The surface chemistry of iron oxide nanocrystals: surface reduction of γ-Fe2O3 to Fe3O4 by redox-active catechol surface ligands

Abstract

The effect of surface functionalization on the structural and magnetic properties of catechol-functionalized iron oxide magnetic (γ-Fe₂O₃) nanocrystals was investigated. γ-Fe₂O₃ nanocrystals (NCs) were synthesized from iron acetyl acetonate in phenyl ether with 1,2-tetradecanediol, oleic acid, and oleylamine. X-ray powder diffraction in combination with Mössbauer spectroscopy revealed the presence of γ-Fe₂O₃ (maghemite) particles only. Replacement of oleic acid (OA) with catechol-type 3,4-dihydroxyhydrocinnamic acid (DHCA) or polydentate polydopamine acrylate (PDAm) surface ligands leads to a pronounced change of the magnetic behavior of the γ-Fe₂O₃ nanocrystals and separated them into two distinctive magnetic entities. XPS and Mössbauer spectroscopy revealed the shell to be reduced with a magnetite (Fe₃O₄) contribution of up to 33% of the total mass while the core remained maghemite (γ-Fe₂O₃).

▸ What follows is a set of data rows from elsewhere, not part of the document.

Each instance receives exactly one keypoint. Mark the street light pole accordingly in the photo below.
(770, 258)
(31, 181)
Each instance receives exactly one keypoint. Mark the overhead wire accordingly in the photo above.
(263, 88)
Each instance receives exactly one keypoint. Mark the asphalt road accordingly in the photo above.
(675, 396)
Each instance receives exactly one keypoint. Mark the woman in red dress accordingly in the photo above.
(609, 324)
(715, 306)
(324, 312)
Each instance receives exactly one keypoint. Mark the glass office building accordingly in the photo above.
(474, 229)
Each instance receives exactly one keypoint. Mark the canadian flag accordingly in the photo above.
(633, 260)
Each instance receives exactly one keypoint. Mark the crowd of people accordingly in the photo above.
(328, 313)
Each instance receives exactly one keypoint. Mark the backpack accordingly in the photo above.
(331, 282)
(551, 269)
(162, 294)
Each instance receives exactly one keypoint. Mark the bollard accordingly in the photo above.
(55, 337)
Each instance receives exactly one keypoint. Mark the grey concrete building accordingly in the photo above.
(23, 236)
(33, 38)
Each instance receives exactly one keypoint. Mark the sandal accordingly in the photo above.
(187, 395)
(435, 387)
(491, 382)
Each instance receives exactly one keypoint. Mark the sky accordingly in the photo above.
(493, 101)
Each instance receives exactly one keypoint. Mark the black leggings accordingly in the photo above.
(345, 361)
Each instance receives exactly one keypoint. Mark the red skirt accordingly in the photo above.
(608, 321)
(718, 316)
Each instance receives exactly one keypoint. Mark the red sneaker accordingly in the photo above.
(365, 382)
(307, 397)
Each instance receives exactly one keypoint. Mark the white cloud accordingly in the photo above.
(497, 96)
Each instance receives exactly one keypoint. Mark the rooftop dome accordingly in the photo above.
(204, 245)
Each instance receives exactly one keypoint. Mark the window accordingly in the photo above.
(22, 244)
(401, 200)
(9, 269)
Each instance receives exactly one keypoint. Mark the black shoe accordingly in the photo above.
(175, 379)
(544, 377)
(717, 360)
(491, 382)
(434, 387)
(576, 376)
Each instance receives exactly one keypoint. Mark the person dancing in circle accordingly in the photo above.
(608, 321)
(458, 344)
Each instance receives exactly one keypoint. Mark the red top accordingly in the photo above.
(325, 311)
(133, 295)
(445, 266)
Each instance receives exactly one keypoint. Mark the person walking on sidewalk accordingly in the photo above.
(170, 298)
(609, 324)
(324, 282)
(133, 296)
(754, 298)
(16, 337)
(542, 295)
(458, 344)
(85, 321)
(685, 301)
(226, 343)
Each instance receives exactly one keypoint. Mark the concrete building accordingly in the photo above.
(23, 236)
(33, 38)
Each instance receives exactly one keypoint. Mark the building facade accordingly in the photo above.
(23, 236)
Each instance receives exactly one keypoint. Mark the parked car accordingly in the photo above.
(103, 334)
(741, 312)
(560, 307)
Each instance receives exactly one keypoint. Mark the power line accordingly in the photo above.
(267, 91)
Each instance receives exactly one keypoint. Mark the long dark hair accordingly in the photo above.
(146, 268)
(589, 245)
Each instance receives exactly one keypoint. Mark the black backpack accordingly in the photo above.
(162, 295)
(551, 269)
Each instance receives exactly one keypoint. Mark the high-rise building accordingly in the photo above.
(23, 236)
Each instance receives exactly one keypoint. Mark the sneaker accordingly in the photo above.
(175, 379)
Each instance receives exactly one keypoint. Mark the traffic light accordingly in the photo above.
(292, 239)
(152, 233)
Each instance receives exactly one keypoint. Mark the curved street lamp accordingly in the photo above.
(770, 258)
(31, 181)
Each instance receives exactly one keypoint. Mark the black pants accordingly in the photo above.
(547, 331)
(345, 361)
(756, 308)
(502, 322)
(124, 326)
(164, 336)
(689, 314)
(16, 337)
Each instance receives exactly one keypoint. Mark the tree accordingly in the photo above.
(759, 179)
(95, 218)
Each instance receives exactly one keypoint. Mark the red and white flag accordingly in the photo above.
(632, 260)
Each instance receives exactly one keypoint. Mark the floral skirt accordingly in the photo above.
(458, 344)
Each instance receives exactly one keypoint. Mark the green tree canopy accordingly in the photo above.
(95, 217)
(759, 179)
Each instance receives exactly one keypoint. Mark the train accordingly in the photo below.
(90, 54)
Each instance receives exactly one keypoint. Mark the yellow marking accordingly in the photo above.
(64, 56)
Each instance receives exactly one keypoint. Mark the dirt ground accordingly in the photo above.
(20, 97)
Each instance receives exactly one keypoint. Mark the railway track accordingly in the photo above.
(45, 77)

The magnetic interaction between the maghemite core and the magnetite shell strongly reduced the anisotropy constant of the nanocrystals and the effective magnetization. Our experiments show that the surface chemistry strongly affects the phase distribution and the macroscopic magnetic properties of iron oxide nanopowders.